Line-unwrap: in Perl

In Line wrap algorithm,Perl on October 10, 2011 by gcbenison Tagged:

As promised, in this post I will translate the line-unwrapping algorithm from Haskell to Perl.  (Why?  Not just as an academic exercise – there are many places where a Perl implementation might be wanted, such as in a CGI program.)

The problem was described here – plain text already containing line breaks, when pasted into a fixed-width container that also breaks lines, ends up with ugly jagged right edges.  What is needed is an algorithm to strip out newlines, but not all newlines: just those mid-paragraph, leaving paragraphs, lists, etc. unchanged.

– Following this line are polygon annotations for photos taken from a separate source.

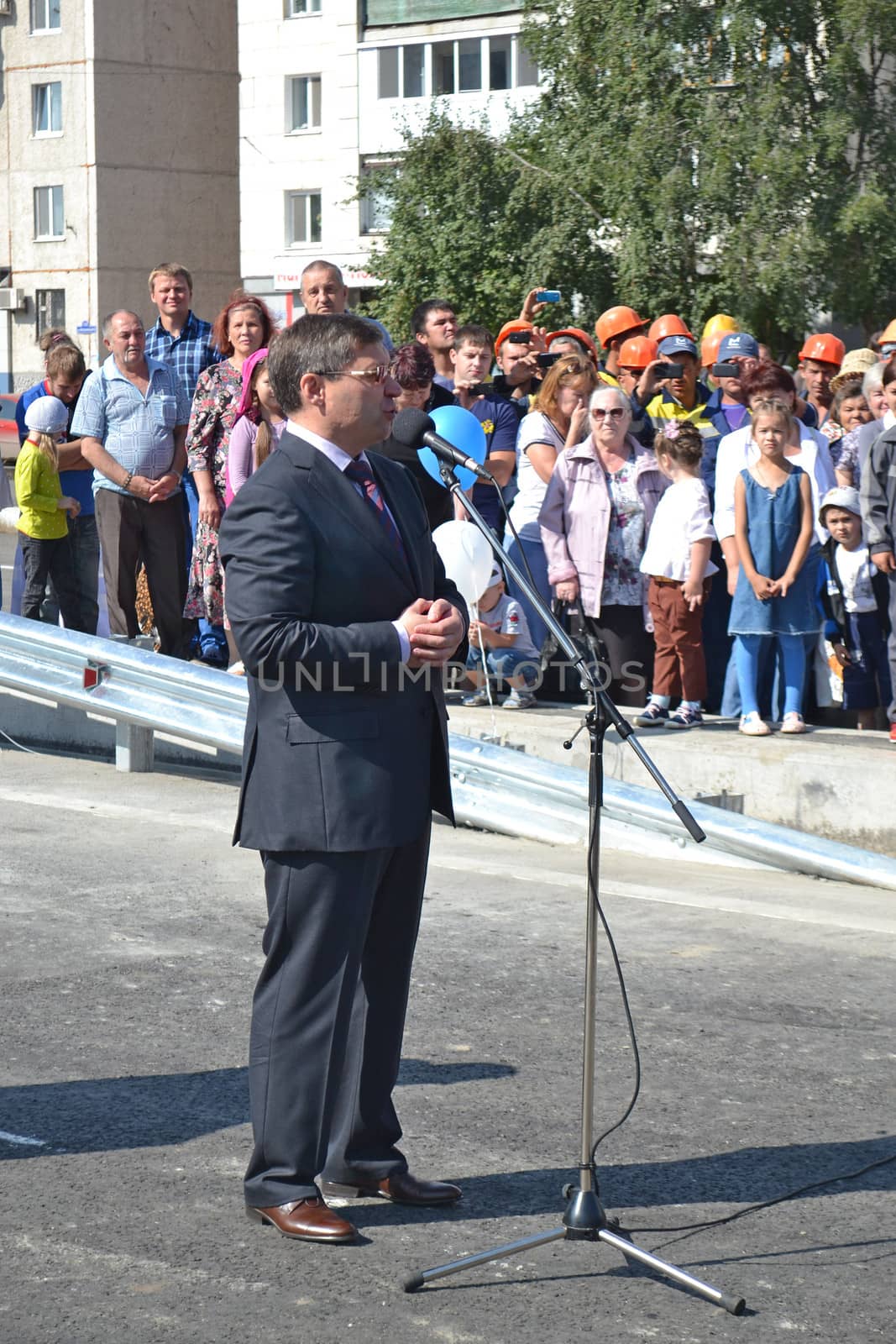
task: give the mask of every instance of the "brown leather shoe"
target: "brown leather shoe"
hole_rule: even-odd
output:
[[[320,1181],[325,1195],[357,1195],[361,1199],[391,1199],[394,1204],[455,1204],[461,1198],[458,1185],[441,1180],[419,1180],[410,1172],[392,1172],[375,1185],[337,1185]]]
[[[294,1236],[300,1242],[353,1242],[357,1236],[355,1224],[340,1218],[316,1195],[270,1208],[247,1204],[246,1216],[257,1223],[269,1223],[283,1236]]]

The Haskell solution consisted of a function to decide whether each line should be merged with the next one, and then a “fold” operation to iterate over the input.  The perl version of the whether-to-merge function is a pretty straightforward translation of the Haskell version.  Iteration is a different matter: due to the lack of a “fold” function in the Perl language (but see note below), I relied on custom iteration using the list operator “<>”:

while (<>)
{
  my $this_line = $_;
  chomp $this_line;
  if ($sentinel)
  {
  if (($this_line eq "")
      || ($previous_line eq "")
      || ($this_line =~ /^[^A-Za-z0-9]/)
      || early_indent($previous_line, $this_line))
  { $result .= $previous_line . "\n"; }
  else {$result .= ($previous_line . " "); }
  }
  $previous_line = $this_line;
  $sentinel = 1;
}

Overall, the complete Perl solution is just as succinct as the Haskell one (both are 34 lines long) – however, I find the Haskell version more readable.  The use of custom iteration in the form of Perl’s <> operator with destructive updates is less readily discoverable than a standard “fold” operation.  Also, the strangeness with the “$sentinel” variable was necessary to prevent spurious newlines or spaces from showing up before the first line.  In contrast, the Haskell version resembles a straightforward statement of the problem.  And as is often the case, once the Haskell program compiled correctly, it also ran correctly, whereas with the Perl version I had to go through several edit/test/debug cycles to make it stop doing weird things.  Of course this reflects my relative skill level in the two languages, but it also reflects the advantages of pure functional programming.  I have known Perl a lot longer than I have known Haskell.

note: Since writing this Perl code, I’ve seen that it’s pretty straightforward to write or to find an implementation of ‘fold’ in Perl.  However, it’s definitely not the bread-and-butter of the language, and it’s worth noting that Perl implementations of ‘fold’ rely internally on destructive updates – whereas in Haskell, it’s not too hard to implement ‘fold’ from scratch in a purely functional way.